Evolution of YacG to safeguard DNA gyrase from external perturbation

Abstract

Cells have evolved strategies to safeguard their genome integrity. We describe a mechanism to counter double strand breaks in the chromosome that involves the protection of an essential housekeeping enzyme from external agents. YacG is a DNA gyrase inhibitory protein from Escherichia coli that protects the bacterium from the cytotoxic effects of catalytic inhibitors as well as cleavage-complex stabilizers of DNA gyrase. By virtue of blocking the primary DNA binding site of the enzyme, YacG prevents the accumulation of double strand breaks induced by gyrase poisons.
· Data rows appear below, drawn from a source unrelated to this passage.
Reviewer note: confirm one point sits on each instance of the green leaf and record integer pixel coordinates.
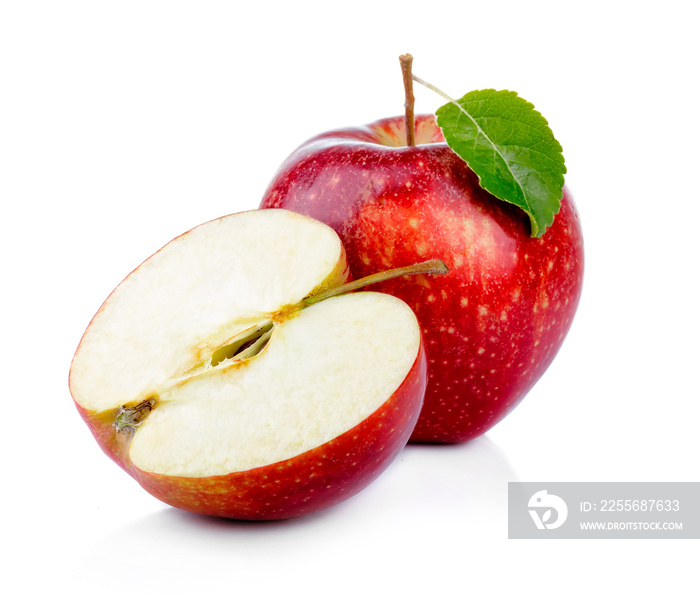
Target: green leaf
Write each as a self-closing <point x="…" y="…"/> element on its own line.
<point x="510" y="147"/>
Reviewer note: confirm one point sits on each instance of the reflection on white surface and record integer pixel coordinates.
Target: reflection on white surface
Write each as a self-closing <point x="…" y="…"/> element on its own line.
<point x="429" y="492"/>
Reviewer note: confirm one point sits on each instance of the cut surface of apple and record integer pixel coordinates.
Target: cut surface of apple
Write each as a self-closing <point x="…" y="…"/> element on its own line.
<point x="206" y="364"/>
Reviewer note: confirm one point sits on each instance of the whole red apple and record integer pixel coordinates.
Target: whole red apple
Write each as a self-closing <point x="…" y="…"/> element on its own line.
<point x="494" y="323"/>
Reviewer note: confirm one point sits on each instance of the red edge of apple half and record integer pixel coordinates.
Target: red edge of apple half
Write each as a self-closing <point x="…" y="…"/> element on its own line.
<point x="312" y="481"/>
<point x="305" y="483"/>
<point x="494" y="324"/>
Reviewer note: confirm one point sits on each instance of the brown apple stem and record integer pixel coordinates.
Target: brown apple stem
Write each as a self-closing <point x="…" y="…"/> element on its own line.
<point x="406" y="66"/>
<point x="434" y="266"/>
<point x="130" y="417"/>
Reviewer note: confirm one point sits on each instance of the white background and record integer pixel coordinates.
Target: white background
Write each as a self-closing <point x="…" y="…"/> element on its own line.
<point x="123" y="124"/>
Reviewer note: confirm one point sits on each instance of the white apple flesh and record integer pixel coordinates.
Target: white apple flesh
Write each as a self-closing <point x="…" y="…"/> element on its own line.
<point x="212" y="379"/>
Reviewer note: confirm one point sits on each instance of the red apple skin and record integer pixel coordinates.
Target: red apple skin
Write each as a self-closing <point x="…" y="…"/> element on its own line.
<point x="496" y="321"/>
<point x="306" y="483"/>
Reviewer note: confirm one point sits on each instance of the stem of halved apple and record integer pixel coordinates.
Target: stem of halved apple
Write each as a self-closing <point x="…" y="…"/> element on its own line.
<point x="433" y="266"/>
<point x="130" y="417"/>
<point x="252" y="341"/>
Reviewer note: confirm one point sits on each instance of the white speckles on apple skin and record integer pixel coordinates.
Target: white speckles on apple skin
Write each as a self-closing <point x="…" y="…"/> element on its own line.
<point x="508" y="299"/>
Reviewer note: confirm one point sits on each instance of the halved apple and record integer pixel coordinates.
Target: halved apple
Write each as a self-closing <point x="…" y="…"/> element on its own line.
<point x="223" y="380"/>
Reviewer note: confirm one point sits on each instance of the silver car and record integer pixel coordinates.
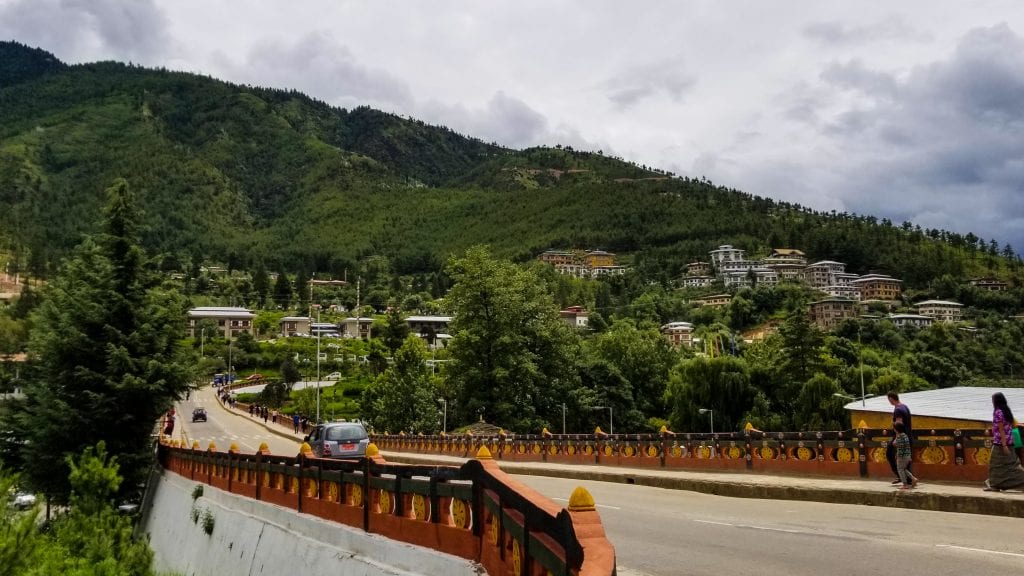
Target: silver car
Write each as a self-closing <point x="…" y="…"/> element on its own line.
<point x="339" y="440"/>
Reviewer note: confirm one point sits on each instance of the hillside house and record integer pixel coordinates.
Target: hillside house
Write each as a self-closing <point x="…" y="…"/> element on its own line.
<point x="941" y="311"/>
<point x="230" y="321"/>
It also enables the bacterium to resist the growth-inhibitory property of novobiocin. Gyrase poison-induced oxidative stress upregulates YacG production, probably as a cellular response to counter DNA damage. YacG-mediated protection of the genome is specific for gyrase targeting agents as the protection is not observed from the action of general DNA damaging agents. YacG also intensifies the transcription stress induced by rifampicin substantiating the importance of gyrase activity during transcription. Although essential for bacterial survival, DNA gyrase often gets entrapped by external inhibitors and poisons, resulting in cell death. The existence of YacG to specifically protect an essential housekeeping enzyme might be a strategy adopted by bacteria for competitive fitness advantage.